HIPAA De-Identification Explained: What You Must Remove and Why

Kevin Henry

HIPAA

May 03, 2024

8 minutes read
Share this article
HIPAA De-Identification Explained: What You Must Remove and Why

When you share health data outside your organization, HIPAA de-identification ensures individuals cannot be identified. Two compliant pathways exist—Safe Harbor and Expert Determination—and both aim to reduce the risk of re-identification while preserving analytical value. This guide explains exactly what you must remove, how to treat geographic and date elements, and when specialized methods or Limited Data Sets with a Data Use Agreement make sense for your use case.

Safe Harbor Method Requirements

The Safe Harbor Method requires you to remove a specific list of identifiers from each record and to have no actual knowledge that the remaining information could identify an individual. It is straightforward, rules-based, and well-suited when you can tolerate coarse geography and limited temporal detail.

What Safe Harbor Demands

  • Remove the 18 enumerated identifiers from all records, including free text and embedded metadata.
  • Retain only state-level geography (or three-digit ZIP Codes meeting the population rule) and years for dates, with a special rule for individuals aged 90 and over.
  • Do not include codes derived from identifiers (for example, a hashed SSN); if you need re-linkage, use a random code and store the codebook separately.
  • Confirm you do not have actual knowledge that the data could still identify a person when combined with other information you reasonably possess.

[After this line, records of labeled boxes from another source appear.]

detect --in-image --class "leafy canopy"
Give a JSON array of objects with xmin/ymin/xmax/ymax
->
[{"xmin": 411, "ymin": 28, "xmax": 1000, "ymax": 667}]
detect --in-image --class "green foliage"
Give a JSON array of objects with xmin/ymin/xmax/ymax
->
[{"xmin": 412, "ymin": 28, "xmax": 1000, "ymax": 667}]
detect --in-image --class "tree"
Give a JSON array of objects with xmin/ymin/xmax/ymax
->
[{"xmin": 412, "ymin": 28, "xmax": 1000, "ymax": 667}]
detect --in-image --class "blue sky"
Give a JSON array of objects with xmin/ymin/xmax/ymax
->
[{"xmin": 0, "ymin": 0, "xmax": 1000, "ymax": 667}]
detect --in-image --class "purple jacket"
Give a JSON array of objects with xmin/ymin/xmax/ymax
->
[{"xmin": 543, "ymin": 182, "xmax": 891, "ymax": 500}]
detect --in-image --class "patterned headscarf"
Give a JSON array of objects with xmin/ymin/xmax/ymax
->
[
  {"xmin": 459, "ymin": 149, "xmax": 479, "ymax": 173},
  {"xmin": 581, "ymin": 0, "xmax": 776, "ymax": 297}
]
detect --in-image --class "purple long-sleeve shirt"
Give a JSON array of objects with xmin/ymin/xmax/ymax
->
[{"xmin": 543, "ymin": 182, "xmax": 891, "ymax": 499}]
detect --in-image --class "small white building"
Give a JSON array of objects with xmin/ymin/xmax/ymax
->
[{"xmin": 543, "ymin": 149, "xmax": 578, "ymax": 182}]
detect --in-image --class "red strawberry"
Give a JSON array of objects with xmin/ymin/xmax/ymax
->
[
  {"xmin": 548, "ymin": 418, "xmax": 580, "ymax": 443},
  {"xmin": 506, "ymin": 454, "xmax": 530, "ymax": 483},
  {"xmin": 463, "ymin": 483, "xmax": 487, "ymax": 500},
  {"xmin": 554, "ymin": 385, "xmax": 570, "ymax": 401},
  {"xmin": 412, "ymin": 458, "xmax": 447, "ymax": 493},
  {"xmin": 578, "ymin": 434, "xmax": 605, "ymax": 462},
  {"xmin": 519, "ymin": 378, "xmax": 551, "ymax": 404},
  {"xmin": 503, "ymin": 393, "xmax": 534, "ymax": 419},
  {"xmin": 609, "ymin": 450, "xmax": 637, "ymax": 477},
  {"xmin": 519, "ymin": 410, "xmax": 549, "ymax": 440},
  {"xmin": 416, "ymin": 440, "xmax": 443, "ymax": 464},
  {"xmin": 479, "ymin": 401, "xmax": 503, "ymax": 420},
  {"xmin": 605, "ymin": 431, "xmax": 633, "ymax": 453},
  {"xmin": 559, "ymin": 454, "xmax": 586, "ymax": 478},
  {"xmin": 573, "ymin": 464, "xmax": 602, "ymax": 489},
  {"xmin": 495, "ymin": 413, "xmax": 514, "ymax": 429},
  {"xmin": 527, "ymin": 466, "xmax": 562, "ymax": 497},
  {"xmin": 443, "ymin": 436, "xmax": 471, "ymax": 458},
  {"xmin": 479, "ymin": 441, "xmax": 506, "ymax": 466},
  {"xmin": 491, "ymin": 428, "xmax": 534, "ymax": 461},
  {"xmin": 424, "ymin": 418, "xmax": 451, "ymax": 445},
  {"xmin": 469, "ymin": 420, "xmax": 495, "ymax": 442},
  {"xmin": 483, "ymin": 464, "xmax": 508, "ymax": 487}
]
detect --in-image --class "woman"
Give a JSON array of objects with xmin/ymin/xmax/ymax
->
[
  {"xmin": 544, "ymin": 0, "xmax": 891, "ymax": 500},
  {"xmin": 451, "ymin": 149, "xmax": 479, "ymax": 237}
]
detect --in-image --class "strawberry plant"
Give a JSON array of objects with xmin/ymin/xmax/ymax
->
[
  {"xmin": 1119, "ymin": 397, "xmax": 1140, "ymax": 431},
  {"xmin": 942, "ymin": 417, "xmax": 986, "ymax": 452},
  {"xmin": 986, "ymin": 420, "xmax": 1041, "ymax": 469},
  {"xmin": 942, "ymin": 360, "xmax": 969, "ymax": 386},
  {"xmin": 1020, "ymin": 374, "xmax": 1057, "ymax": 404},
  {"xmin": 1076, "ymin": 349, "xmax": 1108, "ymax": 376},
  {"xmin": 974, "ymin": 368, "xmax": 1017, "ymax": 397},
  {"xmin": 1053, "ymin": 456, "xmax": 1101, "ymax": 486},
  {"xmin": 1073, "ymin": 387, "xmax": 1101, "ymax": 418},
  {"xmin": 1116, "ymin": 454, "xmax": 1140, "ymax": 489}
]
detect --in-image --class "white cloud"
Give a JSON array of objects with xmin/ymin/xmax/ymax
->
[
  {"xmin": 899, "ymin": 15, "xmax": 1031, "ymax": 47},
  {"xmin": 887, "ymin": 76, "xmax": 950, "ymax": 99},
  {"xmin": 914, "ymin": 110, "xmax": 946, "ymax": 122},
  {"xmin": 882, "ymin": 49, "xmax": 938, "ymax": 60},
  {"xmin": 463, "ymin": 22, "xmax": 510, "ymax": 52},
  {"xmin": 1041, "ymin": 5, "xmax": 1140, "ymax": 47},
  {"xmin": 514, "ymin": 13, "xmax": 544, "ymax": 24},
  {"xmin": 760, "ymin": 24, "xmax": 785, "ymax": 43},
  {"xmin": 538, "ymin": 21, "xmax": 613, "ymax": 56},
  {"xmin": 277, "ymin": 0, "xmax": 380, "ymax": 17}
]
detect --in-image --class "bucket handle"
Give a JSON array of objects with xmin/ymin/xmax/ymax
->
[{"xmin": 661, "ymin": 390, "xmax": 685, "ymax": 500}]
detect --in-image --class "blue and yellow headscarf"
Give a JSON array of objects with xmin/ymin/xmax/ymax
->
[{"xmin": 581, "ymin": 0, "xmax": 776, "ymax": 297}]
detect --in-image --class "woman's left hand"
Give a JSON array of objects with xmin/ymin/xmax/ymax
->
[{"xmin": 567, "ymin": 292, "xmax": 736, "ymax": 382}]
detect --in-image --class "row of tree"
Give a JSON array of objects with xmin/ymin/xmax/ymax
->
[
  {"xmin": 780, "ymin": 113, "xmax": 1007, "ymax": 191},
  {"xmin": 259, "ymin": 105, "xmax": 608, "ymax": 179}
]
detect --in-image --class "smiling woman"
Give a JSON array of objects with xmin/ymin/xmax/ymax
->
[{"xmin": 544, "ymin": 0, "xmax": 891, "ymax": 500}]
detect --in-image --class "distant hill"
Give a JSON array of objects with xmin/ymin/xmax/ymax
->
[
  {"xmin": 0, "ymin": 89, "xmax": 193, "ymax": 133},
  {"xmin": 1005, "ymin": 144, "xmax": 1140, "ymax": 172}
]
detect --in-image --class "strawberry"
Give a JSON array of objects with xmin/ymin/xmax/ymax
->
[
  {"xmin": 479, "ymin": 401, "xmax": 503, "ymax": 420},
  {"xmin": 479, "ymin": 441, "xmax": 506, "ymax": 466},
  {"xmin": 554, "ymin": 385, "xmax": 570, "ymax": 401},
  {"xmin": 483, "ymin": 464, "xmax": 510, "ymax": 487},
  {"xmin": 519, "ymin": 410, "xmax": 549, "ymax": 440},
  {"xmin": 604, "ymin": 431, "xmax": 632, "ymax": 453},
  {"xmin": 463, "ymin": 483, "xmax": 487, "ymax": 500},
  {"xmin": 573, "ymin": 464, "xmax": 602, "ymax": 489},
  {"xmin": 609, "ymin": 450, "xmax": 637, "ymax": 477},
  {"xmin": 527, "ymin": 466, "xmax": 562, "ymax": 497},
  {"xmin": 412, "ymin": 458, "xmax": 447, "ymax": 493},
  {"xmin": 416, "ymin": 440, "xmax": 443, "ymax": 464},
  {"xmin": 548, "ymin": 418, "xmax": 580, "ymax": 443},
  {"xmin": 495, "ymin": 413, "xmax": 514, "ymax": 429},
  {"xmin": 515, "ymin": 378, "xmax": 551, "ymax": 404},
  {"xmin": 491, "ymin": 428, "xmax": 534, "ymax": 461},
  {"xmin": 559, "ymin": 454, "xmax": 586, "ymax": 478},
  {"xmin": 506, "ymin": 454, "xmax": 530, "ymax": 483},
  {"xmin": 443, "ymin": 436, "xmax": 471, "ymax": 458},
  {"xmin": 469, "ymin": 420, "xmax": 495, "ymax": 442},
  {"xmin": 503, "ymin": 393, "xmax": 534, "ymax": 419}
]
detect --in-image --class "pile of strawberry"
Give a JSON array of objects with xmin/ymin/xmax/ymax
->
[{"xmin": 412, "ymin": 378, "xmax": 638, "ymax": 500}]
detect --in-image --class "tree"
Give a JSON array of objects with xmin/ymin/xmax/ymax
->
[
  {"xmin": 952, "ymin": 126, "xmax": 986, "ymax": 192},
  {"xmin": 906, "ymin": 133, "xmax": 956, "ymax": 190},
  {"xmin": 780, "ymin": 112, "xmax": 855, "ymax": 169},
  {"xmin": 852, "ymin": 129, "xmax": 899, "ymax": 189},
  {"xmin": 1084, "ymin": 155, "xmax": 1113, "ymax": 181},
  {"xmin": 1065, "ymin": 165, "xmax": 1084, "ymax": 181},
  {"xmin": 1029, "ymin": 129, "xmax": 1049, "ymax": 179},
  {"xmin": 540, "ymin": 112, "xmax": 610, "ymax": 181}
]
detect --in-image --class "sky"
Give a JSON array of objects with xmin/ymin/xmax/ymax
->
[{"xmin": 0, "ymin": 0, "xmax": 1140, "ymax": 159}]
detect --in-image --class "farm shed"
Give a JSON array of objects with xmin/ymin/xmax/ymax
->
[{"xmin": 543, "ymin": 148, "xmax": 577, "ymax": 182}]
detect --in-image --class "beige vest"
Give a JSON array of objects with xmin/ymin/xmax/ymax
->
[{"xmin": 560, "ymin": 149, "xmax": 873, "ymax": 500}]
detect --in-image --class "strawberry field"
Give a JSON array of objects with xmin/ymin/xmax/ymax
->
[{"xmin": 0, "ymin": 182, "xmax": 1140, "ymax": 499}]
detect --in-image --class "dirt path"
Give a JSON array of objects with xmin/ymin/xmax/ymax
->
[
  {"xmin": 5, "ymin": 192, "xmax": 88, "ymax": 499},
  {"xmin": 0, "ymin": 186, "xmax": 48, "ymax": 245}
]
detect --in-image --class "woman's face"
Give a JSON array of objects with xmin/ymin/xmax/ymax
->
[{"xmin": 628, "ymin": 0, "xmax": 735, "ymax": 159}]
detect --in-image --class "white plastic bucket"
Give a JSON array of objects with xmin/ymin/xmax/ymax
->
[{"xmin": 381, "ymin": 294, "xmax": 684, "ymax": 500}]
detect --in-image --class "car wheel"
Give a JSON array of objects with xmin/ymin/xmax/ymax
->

Practical Steps to Implement

  • Inventory all fields, including notes, images, documents, and logs.
  • Strip direct contact fields; generalize geographic subdivisions; convert dates to year; aggregate ages 90+ to a single category.
  • Redact identifiers in free text using pattern and dictionary-based detection plus manual spot checks.
  • Validate outputs with sampling and attempt re-identification tests aligned to your data release context.

Expert Determination Approach

The Expert Determination pathway relies on a qualified expert who applies statistical and scientific principles to conclude that the risk of re-identification is very small for the anticipated data use. It is preferred when you need more granular data than Safe Harbor allows.

What the Expert Does

  • Profiles the dataset and external data environments to understand linkage risks.
  • Applies transformations—generalization, suppression, noise addition, data swapping, or controlled date shifting—to meet a defined risk threshold.
  • Documents methods, assumptions, and residual risk for the specific release and audience.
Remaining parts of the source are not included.